Even against the impact, Bloch fell forward, as a man usually will, and Nick saw the gaping wound. It was an unpleasant sight. He dropped from the roof and ran around the corner of the building — cautiously — to find Krol slobbering but reaching for his weapon. Nick ran forward and picked it up. Krol stared up at him, his mouth working, blood drooling from the corner of his mouth and one eye.
"Who are you?" Nick asked. Sometimes they will talk under shock. Krol didn't.
Nick searched him swiftly, finding no other weapon. An alligator-skin wallet had nothing in it but money. He went swiftly back to the dead man. He had only a driver's permit issued to John Blake. Nick said to the cadaver, "You don't look like a John Blake."
Carrying the Mauser and the burp gun he went to the truck. It appeared to have escaped damage from the blast He opened the hood and unsnapped the distributor cap and put it in his pocket In the back he found another burp gun and a metal box with eight magazines and at least two hundred extra rounds. He took two magazines, wondering why there wasn't more armament Judas was known for his love of superior firepower.

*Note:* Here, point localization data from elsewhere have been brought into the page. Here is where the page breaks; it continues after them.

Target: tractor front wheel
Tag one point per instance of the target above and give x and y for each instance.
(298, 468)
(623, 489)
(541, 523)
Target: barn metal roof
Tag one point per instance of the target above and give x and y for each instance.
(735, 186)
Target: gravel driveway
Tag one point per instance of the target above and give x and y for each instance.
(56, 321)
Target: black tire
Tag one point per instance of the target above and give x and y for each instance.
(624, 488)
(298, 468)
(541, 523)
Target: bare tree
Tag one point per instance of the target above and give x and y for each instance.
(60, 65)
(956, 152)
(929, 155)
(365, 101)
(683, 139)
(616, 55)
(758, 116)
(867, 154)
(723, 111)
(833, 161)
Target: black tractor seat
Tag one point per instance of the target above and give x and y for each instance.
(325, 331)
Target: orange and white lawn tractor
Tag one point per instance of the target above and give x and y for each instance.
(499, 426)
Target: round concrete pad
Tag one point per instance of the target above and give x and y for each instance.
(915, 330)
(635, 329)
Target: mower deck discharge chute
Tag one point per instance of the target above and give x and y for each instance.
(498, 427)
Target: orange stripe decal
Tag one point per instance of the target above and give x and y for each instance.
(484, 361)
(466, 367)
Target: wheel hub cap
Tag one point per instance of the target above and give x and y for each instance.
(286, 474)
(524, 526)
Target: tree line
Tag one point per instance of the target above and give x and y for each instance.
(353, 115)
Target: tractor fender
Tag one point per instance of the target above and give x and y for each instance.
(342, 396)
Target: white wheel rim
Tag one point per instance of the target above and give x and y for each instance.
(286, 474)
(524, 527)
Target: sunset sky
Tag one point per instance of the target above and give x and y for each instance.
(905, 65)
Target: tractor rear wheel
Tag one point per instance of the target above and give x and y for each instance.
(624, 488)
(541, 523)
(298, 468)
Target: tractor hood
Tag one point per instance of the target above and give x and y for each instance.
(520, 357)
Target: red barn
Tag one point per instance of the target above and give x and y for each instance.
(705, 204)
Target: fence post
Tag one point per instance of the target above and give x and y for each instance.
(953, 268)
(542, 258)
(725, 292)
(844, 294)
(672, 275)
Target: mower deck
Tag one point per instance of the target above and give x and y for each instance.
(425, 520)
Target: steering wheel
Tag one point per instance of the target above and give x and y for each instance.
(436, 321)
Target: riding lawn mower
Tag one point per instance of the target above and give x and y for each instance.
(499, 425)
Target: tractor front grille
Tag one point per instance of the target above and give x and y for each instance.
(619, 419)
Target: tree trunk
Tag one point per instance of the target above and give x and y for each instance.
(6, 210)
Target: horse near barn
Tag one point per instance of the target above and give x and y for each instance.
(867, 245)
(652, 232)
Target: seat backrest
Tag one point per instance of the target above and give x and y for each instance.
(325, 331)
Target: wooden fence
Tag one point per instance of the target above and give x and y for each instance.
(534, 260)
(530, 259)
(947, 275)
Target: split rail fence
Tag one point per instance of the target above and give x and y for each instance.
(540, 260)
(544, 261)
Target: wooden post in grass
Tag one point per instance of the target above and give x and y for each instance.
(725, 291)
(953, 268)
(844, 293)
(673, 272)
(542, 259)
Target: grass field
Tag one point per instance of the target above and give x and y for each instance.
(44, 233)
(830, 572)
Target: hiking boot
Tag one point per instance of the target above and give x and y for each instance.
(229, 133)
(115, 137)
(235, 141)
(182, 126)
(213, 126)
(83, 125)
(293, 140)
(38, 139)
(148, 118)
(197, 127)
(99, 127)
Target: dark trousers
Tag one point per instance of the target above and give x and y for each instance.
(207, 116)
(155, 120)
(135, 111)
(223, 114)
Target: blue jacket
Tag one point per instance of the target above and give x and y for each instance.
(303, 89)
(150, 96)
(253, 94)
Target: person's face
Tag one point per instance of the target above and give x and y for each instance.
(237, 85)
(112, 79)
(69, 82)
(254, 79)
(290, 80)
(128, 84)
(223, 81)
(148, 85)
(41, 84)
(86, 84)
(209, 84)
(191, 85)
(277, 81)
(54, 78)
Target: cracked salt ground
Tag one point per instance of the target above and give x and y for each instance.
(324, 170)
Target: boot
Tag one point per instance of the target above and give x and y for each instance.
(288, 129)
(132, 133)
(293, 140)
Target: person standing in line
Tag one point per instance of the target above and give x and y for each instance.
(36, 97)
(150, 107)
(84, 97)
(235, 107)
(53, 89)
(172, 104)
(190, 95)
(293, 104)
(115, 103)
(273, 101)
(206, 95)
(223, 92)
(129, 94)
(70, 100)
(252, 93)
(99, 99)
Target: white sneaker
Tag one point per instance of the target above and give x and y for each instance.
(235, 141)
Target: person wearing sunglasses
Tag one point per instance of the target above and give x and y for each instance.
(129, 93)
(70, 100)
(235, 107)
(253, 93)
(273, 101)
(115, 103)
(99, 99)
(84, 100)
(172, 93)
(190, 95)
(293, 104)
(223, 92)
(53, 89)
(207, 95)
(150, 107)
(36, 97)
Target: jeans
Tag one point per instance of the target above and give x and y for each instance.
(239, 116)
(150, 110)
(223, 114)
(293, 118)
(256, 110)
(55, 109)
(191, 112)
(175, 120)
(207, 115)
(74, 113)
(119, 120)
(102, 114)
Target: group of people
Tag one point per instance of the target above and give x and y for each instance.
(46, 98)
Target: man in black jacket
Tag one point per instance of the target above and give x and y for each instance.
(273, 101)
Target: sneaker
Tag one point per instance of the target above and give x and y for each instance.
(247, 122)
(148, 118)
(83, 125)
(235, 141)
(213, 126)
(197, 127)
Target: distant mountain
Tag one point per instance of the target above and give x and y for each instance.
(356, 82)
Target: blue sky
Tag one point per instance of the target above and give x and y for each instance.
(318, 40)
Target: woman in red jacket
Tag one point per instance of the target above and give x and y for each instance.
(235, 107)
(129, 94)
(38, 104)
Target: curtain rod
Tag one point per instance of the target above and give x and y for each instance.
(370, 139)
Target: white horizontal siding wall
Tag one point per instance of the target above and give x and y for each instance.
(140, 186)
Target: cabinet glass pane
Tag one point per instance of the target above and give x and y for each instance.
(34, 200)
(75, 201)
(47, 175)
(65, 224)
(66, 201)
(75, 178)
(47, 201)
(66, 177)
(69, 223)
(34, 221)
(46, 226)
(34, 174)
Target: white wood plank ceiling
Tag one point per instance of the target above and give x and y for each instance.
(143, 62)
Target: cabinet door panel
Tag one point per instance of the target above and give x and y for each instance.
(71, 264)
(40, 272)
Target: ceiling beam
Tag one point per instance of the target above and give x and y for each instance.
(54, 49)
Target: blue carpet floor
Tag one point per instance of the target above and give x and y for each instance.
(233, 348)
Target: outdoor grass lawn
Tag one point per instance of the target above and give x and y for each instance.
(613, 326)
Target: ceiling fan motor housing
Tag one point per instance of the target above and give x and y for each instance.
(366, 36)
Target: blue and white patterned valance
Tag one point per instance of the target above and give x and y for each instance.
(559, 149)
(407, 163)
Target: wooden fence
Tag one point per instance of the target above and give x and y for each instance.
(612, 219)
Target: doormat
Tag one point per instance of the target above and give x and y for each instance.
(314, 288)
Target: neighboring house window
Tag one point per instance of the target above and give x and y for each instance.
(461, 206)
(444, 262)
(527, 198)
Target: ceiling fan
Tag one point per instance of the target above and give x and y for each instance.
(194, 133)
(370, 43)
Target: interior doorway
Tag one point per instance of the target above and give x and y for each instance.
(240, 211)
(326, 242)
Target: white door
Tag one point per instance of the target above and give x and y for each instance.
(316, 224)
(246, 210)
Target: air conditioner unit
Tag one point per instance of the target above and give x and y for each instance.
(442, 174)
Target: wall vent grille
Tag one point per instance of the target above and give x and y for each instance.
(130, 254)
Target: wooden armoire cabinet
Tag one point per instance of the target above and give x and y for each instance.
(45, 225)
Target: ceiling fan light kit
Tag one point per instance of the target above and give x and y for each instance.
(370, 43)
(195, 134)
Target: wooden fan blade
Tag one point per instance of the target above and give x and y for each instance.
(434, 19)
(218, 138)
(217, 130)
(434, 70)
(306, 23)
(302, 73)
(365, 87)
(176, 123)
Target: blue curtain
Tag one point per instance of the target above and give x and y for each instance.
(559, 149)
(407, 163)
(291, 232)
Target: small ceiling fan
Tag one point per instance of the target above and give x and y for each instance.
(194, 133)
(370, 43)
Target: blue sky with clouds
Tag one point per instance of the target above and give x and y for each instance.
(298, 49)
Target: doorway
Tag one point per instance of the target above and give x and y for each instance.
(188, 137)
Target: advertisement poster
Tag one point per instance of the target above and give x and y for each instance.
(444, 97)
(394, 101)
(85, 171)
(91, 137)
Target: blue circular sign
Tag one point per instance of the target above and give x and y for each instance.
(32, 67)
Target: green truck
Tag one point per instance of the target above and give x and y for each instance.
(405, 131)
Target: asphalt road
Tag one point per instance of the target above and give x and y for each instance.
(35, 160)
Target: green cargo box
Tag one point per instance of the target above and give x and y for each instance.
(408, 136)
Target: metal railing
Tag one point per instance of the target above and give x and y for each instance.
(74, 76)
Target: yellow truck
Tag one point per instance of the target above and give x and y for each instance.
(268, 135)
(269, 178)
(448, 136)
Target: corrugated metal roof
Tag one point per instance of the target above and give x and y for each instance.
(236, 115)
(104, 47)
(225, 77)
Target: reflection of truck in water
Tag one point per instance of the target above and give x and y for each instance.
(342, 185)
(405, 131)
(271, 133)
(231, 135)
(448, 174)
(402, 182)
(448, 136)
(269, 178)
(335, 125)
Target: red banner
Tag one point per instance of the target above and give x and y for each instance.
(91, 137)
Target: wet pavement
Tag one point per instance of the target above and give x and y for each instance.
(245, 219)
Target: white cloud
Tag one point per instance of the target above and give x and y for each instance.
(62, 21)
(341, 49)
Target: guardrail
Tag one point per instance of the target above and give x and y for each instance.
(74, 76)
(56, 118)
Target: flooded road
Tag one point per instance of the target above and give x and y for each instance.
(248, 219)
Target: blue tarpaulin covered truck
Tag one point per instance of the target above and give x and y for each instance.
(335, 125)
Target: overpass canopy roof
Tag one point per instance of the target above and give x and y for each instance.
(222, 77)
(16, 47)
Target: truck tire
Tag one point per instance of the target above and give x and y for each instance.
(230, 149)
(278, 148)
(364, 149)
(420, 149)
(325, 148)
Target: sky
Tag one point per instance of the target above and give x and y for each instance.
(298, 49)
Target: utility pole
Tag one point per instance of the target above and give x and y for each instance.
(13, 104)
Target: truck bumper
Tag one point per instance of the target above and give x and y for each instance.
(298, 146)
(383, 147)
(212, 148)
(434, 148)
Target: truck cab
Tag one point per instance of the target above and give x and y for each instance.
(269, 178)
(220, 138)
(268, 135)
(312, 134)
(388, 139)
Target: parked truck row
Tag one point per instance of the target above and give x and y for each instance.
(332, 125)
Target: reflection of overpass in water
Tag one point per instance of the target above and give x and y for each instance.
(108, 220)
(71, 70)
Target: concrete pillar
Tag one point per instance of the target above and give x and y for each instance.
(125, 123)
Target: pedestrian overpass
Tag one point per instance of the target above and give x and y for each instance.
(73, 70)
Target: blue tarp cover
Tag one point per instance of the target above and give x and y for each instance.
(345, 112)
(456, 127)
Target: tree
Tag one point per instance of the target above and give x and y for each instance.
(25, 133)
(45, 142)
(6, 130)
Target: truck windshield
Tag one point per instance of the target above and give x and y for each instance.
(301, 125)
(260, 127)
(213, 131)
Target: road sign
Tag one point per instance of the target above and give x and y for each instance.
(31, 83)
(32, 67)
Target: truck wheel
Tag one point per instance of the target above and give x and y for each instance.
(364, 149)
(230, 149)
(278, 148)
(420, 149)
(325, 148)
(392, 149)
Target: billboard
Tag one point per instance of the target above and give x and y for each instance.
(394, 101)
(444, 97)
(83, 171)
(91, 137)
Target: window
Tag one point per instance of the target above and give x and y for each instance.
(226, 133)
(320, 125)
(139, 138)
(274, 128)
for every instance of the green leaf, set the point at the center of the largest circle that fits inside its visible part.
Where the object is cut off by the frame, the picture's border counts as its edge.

He put the guns on the rear floor of the Volvo and rolled down the hill. He had to call twice before the girls appeared at the window. "We heard shots," Booty said in a high-pitched voice. She swallowed and lowered her tones. "Are you all right?"
"Sure." He helped them out. "Our friends in the little truck won't bother us anymore. Let's get out of here before the big one comes."
Janet Olson had a small scratch on one hand from a sliver of glass. "Keep that clean till we get something to put on it," Nick ordered. "You can catch all kinds of things around here."
A droning babble in the sky drew his attention. From the southeast, the way they had come, a helicopter appeared, following the road like an exploring bee. Nick thought, Oh no! Not that — and fifty miles from nowhere with these girls!
The whirly spotted them, flew over, and went on to hover near the truck standing silently on the plateau. "Let's go!" Nick said.
As they reached the main road the big truck nosed out of the defile at the end of the valley. Nick could imagine the two-way radio conversation as the helicopter described the scene, settling to peer at "John Blake's" body. As soon as they decided...
Nick raced the Volvo away toward the northeast They had decided. At long range the truck fired at them. It sounded like a fifty-caliber, but probably was a European heavy.
With a sigh of relief Nick twisted the Volvo into the turns leading up the escarpment The big track had shown no speed — just firepower.
On the other hand, the eggbeater up there gave them all the speed they'd ever need!